Ducati 851 S3 Strada

Ducati 851

The Ducati 851 was a Ducati motorcycle, with liquid cooling and four valve heads, released to the public in 1987. Development had lagged with the continued use of two valve engines, but new funds enabled a technological move forward Ducati needed at the time.

After buying Ducati, Cagiva invested in the development of another V-twin, but with liquid cooling, and four valve desmodromic heads. Massimo Bordi, had designed a 4V Desmo in 1973 for his thesis at the University of Bologna, and with Cagiva in 1985, saw his updated ideas come into production as the Desmoquattro.

Based on the Pantah motor, but with liquid cooling, fuel injection, and desmodromic four valve heads (with an included valve angle of 40 degrees), the 851 made Ducati race competitive again.

The original Desmo Quattro was an experimental 748 cc 4 valve racer (seen at the Bol d’Or in 1986) and used 750 F1 Pantah crankcases. Bordi collaborated with Cosworth to develop the heads, but in the time they had, they were only able to reduce the included valve angle of the desmodromic engine to 40, while less than 30 was possible with valve springs. Ducati stuck with the desmodromics.

The subsequent 851 road bike had stronger crankcases, while the heads and valves remained the same; designed to fit above the 88 mm bore of a 748 cc version.

The 1987 – 1988 Ducati 851 Strada used the signature steel tube trellis frame, adorned with Marvic wheels, Brembo brakes and Marzocchi suspension. That first release was criticised for its handling, so front wheel was changed from a 16 inch to a 17 inch wheel, and even better suspension components fitted.

The 851 racing bike was the realisation of one man’s dream. Massimo Bordi originally designed the Desmodromic four-valve engine way back in 1973, and after several mules were developed, the experimental 705 F1 Pantah-engined bike was taken out to 851cc. The rest, as they say, is history.

Whether truth or myth, the story about Marco Lucchinelli and his pit crew rolling up at Donington Park for the first ever WSB meeting in a van with a race-kitted 851 Strada is an entertaining one. Just as entertaining as Lucchinelli’s determination to win, which he did om the second leg.
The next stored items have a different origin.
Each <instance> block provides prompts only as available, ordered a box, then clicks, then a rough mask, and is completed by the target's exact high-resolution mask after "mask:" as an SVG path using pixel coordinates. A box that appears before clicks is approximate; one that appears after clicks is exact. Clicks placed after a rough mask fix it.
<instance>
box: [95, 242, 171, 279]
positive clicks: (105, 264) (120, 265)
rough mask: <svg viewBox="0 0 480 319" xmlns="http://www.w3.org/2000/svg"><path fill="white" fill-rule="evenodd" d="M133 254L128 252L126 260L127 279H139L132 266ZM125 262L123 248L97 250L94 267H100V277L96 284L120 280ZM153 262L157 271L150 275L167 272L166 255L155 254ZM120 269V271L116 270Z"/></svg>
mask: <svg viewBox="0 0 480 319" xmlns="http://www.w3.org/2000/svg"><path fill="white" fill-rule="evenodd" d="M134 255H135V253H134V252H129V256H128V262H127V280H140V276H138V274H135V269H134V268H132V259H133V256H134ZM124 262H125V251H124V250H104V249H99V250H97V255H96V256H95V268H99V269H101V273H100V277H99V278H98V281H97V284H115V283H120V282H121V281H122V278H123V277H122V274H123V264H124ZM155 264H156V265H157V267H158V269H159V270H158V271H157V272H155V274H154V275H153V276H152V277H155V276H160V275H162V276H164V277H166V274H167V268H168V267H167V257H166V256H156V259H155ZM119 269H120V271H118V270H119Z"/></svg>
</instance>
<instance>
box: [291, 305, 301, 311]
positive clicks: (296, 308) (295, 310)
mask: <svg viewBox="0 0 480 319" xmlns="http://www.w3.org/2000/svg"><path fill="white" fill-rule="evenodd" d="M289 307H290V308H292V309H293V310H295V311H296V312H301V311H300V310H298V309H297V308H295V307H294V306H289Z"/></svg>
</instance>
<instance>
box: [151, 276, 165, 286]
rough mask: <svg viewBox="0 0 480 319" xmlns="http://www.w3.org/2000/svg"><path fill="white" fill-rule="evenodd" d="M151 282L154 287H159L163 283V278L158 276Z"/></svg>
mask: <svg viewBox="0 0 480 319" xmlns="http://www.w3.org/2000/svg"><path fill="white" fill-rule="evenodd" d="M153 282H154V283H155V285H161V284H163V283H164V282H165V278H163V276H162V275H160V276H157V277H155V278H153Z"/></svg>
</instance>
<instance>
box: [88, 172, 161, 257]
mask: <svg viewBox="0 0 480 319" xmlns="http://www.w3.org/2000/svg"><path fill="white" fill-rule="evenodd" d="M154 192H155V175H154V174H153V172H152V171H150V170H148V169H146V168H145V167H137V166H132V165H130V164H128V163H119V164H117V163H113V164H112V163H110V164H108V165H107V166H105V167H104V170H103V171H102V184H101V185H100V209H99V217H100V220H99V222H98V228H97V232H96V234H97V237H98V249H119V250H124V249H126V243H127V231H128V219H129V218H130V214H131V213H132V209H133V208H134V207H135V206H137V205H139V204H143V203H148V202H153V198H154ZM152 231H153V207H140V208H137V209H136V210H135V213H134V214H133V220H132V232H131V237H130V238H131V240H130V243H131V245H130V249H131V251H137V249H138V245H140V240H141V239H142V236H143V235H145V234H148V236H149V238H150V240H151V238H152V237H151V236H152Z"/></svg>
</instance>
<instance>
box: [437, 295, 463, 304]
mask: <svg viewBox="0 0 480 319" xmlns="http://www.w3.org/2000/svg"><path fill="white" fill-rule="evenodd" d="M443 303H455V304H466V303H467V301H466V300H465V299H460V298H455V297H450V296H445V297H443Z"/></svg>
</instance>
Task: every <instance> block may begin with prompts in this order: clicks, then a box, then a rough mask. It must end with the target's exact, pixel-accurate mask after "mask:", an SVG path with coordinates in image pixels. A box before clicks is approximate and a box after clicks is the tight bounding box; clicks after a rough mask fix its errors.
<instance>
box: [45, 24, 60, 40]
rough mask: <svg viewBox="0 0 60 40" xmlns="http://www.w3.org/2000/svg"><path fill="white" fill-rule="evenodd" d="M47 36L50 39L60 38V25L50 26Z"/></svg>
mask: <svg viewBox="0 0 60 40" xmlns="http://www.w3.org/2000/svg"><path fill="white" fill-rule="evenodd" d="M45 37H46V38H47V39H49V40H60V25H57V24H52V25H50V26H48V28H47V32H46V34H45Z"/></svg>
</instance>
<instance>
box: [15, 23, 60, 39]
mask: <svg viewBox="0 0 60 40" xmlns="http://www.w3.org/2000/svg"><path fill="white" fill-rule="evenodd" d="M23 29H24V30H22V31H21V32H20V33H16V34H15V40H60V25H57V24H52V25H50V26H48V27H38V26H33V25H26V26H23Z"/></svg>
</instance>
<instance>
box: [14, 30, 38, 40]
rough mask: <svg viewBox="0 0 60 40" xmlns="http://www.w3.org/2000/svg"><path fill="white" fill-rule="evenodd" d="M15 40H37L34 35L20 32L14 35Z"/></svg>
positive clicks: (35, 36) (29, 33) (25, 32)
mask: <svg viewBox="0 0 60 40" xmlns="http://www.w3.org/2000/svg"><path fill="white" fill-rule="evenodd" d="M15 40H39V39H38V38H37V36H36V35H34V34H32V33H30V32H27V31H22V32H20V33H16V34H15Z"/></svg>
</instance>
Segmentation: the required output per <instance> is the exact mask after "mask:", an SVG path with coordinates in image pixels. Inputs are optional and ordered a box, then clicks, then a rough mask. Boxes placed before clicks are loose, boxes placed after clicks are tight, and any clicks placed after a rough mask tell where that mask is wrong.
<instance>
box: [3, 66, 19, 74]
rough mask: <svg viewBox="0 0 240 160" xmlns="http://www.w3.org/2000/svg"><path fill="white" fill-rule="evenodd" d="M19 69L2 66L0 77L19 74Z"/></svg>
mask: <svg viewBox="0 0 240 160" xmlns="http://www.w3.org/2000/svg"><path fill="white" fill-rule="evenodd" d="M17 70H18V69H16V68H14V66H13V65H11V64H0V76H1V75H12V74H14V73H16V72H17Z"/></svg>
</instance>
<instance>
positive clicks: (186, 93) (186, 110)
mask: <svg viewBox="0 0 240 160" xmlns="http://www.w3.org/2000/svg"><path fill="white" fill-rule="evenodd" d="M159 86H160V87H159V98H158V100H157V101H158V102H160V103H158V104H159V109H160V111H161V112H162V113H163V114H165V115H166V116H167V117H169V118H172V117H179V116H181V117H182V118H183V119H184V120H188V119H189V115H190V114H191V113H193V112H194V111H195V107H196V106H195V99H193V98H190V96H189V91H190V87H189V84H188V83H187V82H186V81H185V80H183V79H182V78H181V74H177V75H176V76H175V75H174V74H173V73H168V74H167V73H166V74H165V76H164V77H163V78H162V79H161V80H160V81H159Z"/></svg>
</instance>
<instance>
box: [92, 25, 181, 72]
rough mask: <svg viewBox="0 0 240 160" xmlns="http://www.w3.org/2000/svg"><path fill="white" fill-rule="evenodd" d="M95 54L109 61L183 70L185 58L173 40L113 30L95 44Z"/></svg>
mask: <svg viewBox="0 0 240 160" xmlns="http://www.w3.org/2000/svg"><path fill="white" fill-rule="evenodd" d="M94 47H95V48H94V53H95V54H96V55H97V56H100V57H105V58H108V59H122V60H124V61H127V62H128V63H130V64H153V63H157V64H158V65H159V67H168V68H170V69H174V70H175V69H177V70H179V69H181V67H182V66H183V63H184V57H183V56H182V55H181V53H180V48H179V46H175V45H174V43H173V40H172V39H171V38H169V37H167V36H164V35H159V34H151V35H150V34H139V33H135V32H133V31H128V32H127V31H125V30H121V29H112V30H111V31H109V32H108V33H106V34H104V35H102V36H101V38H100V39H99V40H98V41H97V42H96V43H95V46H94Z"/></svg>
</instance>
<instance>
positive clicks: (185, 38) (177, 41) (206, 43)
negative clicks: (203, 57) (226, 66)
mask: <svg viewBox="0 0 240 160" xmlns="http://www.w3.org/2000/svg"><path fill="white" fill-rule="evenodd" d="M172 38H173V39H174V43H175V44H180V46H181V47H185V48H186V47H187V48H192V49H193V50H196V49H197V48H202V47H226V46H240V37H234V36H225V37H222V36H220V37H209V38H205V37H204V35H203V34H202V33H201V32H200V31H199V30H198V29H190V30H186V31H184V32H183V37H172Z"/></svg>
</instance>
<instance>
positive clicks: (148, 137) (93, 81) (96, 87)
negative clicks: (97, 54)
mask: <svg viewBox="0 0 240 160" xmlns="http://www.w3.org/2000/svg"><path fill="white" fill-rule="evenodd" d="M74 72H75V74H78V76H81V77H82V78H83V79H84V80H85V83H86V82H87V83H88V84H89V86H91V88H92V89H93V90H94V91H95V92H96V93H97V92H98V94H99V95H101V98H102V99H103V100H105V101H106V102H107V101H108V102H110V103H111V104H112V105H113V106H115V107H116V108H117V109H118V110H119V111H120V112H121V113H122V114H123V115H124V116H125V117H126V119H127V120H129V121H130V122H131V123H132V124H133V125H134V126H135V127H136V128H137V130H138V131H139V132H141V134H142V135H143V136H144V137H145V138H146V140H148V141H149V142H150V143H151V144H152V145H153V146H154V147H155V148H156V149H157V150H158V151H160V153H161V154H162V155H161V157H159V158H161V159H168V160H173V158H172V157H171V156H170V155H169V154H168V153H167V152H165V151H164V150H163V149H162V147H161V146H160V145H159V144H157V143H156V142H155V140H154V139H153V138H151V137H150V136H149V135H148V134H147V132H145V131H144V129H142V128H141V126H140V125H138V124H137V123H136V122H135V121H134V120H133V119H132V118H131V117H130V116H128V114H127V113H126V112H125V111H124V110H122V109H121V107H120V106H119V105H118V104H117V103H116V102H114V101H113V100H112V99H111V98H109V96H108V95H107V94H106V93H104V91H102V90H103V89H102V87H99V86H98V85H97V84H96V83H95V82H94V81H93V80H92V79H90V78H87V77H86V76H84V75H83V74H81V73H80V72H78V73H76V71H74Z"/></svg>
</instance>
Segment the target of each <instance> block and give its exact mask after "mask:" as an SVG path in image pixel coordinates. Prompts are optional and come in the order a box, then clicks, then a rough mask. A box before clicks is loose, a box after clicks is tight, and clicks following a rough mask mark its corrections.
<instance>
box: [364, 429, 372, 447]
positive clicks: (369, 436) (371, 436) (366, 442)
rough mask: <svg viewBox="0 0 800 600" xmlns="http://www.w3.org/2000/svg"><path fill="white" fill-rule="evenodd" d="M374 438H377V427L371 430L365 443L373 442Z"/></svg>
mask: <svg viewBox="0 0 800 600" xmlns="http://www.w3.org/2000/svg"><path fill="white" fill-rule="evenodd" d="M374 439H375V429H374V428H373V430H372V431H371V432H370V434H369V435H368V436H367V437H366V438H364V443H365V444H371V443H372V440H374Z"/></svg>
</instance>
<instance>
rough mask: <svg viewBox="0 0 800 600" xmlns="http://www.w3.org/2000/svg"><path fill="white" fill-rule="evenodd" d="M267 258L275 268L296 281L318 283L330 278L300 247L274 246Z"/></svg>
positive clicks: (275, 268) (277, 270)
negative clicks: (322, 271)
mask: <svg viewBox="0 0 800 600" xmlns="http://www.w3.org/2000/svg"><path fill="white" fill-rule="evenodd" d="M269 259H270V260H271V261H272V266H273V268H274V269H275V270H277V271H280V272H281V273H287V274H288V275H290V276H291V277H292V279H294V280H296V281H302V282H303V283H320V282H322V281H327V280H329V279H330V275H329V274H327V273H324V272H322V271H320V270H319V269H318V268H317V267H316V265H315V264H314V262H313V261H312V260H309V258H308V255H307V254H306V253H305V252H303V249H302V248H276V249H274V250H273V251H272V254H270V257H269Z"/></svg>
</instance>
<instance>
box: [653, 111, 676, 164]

This result set Ducati on an upward spiral to WSB domination in the year to come.

If 1988 was a learning curve for Ducati, 1989 was the year they put theory into practice. Ducati came out fighting in WSB with an improved 851 and Raymond Roche at the bars. Roche took second place in the riders’ championship.

Further improvements to the 851 saw the 1900 v-twin engine’s bore go up 2mm (to 94mm) to take capacity to 888cc, although it was still known as an 851. Honda might have won the WSB manufacturer title, but Roche won the rider’s title on the 851.

Ducati’s rout of WSB started in 1991. Still at 888cc and still tagged the 851, the Ducati was sorted in every area. Its handling outshone the Japanese bikes by a country mile. The engine delivered less horsepower than the Hondas and Yamahas, but its midrange torque made up for this by out-powering everything out of the turns.

Doug Polen secured Ducati the first of six manufacturer titles from 1991 to 1996.

This Ducati can also be attributed with sending Carl Fogarty on his way to WSB fame and fortune by taking a win on a non-works privateer 888 at 1992’s WSB opener at Donington Park. The 888 era ended when it was replaced by the equally successful 916.

Carl Fogarty said: The 851 was great to ride. It was very smooth and torquey. In a way it combined the best bits of the Yamaha and the Honda. It was fast, it handled well and when I was in a corner I didn’t lose the front. It set me up for the rest of my career with Ducati.

Getting off the four cylinders it felt different because it revved to under 11,000rpm. When I first rode it at Cadwell I thought;oh God this is so slow but when I came in the lap times were there. You never felt like you were actually going that fast.

In 1992 the bore was enlarged, thus creating the Ducati 888.